On the way out, Beau was suddenly Beau again. After days of pissing and moaning over the robberies, he was almost giddy.
“This feels good, Pais. This actually feels like a lead. There’s a shelter less than a mile away from where we saw Dad. He could easily be there.”
“He’s not there, Beau, I’m telling you. He wouldn’t be.” I rummaged around in the Mandie’s Candies bag for a Dum Dum Pop and pulled off the wrapper. Lemon.
Beau put his arm
around me and squeezed, like that would inject me with some of his glee. I’d gone all emo since since my birthday cake flashback at the bakery. I didn’t miss Mom; it wasn’t that. But that night, our birthday night, Dad had come home after work, and he took us out for pancakes and we played kickball in the street. And it made everything okay again. That’s why I’d forgotten Mom’s outburst; Dad made me forget it. He was like magic. The thought of finding him in some homeless shelter with all these rejects was disgusting. But the thought of not finding him there made everything feel so much worse.
It was a long walk to the shelter, but I knew we were getting closer to it because there were progressively less and less tourists and more and more homeless people. Men bundled in blankets lying in doorways. A guy with no legs lying on the sidewalk by an upturned wheelchair. Some crackhead having a fight with an invisible man in an alley, screaming at the top of his lungs. He was a kid, the crackhead. About our age.
Typically grim and grimy, the entrance to the shelter looked like the box office of an old movie theater. A woman in a Plexiglas booth was reading People magazine, all dolled up like she was Cinderella in some shitty-assed pumpkin carriage. She looked up. She had large eyes and even larger eyelids to cover them, caked in glossy purple eye shadow.
“Women’s check-in is at four forty-five; men’s at six o’clock,” she drawled. I took it she thought we were checking in.
“No, we’re here to donate some candy,” Beau said, holding up one of the bags to show her. He was sucking on a Dum Dum Pop, too. He’d gone for strawberry. “And we’re looking for somebody. Our dad. He might be here.”
“You don’t want beds? If you just want a meal, dinner’s served at seven….”
I pulled out my Dum Dum Pop. “No, we don’t want beds, or dinner. We just wanna make a donation and see if our dad’s here.”

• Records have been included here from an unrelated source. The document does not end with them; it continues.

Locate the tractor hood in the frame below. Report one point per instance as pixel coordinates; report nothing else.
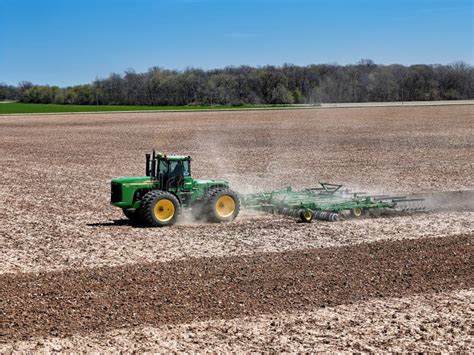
(133, 180)
(210, 182)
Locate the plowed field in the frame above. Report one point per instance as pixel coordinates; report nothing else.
(76, 276)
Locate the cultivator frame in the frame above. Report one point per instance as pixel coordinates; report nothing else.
(327, 202)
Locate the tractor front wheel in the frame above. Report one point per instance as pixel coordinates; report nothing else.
(223, 205)
(160, 208)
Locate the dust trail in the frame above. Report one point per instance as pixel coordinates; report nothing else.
(461, 200)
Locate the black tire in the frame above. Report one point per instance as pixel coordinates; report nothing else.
(159, 208)
(221, 205)
(306, 216)
(357, 212)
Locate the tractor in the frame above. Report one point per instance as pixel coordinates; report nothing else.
(158, 198)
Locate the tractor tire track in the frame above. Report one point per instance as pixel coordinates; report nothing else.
(93, 300)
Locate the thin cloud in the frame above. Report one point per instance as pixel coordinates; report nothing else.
(241, 35)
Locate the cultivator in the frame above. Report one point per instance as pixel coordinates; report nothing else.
(329, 202)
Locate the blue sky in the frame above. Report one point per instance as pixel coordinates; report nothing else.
(65, 42)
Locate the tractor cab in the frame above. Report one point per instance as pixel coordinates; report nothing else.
(173, 172)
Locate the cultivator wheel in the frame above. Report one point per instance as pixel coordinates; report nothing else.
(159, 208)
(223, 205)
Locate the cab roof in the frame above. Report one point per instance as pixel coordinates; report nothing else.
(173, 157)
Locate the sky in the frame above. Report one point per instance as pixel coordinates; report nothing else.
(68, 42)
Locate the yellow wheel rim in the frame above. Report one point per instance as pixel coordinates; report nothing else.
(225, 206)
(164, 210)
(357, 211)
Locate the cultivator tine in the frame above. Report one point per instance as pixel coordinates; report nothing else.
(327, 201)
(411, 205)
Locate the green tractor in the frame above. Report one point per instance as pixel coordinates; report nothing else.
(158, 198)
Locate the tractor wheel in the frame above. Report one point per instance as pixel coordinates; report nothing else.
(306, 216)
(159, 208)
(223, 205)
(356, 212)
(132, 214)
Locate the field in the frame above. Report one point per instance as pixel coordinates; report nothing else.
(16, 108)
(76, 276)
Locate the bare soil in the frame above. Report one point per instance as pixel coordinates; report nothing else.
(68, 302)
(57, 228)
(426, 322)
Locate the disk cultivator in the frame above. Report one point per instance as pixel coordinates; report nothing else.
(328, 202)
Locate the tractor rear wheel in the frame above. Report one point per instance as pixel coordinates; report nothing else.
(306, 216)
(159, 208)
(222, 205)
(357, 212)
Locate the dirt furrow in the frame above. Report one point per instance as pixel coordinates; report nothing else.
(82, 301)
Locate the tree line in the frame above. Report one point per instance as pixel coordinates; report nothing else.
(288, 84)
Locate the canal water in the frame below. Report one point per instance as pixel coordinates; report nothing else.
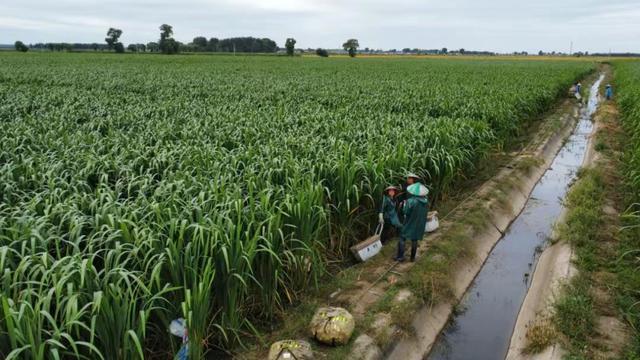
(489, 309)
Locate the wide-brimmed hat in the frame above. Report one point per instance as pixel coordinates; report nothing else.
(418, 190)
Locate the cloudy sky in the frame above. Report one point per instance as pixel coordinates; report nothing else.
(496, 25)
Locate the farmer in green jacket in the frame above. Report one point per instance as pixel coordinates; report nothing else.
(388, 213)
(415, 218)
(403, 195)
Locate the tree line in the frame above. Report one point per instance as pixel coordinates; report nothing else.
(168, 45)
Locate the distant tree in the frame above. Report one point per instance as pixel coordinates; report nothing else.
(200, 43)
(152, 46)
(119, 47)
(213, 43)
(290, 45)
(113, 35)
(351, 46)
(20, 46)
(248, 44)
(167, 44)
(322, 52)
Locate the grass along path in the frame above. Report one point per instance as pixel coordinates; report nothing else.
(384, 296)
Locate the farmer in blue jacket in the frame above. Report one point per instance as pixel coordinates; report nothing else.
(388, 213)
(415, 218)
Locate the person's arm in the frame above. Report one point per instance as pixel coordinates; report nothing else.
(382, 210)
(408, 208)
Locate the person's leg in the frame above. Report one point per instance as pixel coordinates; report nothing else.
(414, 249)
(400, 255)
(386, 233)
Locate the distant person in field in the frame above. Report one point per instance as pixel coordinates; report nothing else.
(389, 214)
(415, 218)
(575, 90)
(411, 179)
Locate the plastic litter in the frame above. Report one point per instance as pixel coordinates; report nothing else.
(332, 326)
(290, 350)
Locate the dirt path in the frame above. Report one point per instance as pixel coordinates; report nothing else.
(387, 298)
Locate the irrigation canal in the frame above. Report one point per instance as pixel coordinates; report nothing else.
(489, 309)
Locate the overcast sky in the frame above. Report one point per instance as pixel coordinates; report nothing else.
(496, 25)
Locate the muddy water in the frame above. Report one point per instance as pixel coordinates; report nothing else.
(490, 307)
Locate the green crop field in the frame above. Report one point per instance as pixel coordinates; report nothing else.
(627, 93)
(137, 189)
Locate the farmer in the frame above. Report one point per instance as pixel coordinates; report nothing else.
(389, 213)
(403, 196)
(415, 217)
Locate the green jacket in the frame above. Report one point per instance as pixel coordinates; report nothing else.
(415, 218)
(389, 212)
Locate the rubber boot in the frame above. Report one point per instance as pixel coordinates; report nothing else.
(400, 255)
(414, 249)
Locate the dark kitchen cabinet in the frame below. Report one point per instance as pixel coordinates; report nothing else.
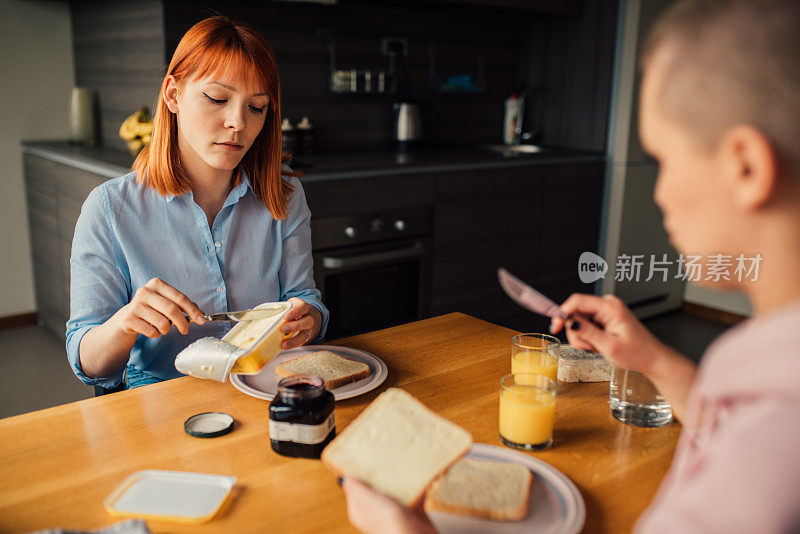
(536, 221)
(55, 195)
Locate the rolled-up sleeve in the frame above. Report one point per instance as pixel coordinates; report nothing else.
(99, 281)
(297, 264)
(749, 480)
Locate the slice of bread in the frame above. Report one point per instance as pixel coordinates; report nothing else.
(492, 490)
(397, 446)
(334, 370)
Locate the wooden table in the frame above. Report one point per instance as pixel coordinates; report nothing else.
(59, 464)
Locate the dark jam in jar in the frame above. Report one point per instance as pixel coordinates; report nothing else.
(301, 420)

“You can’t just go in, miss. Women’s check-in is at …”
I scowled at her and nudged my brother to the side so I could speak through the hole in the Plexiglas. “Four forty-five, yeah, you already said so. I don’t want to stay here. I have a bed for the night.” I breathed out, trying to get rid of the poisonous anger that was building up in my lungs. I tried again. I even tried smiling. “Do you have a list of inmates or whatever you call ’em? Could you just look up a name? Please?”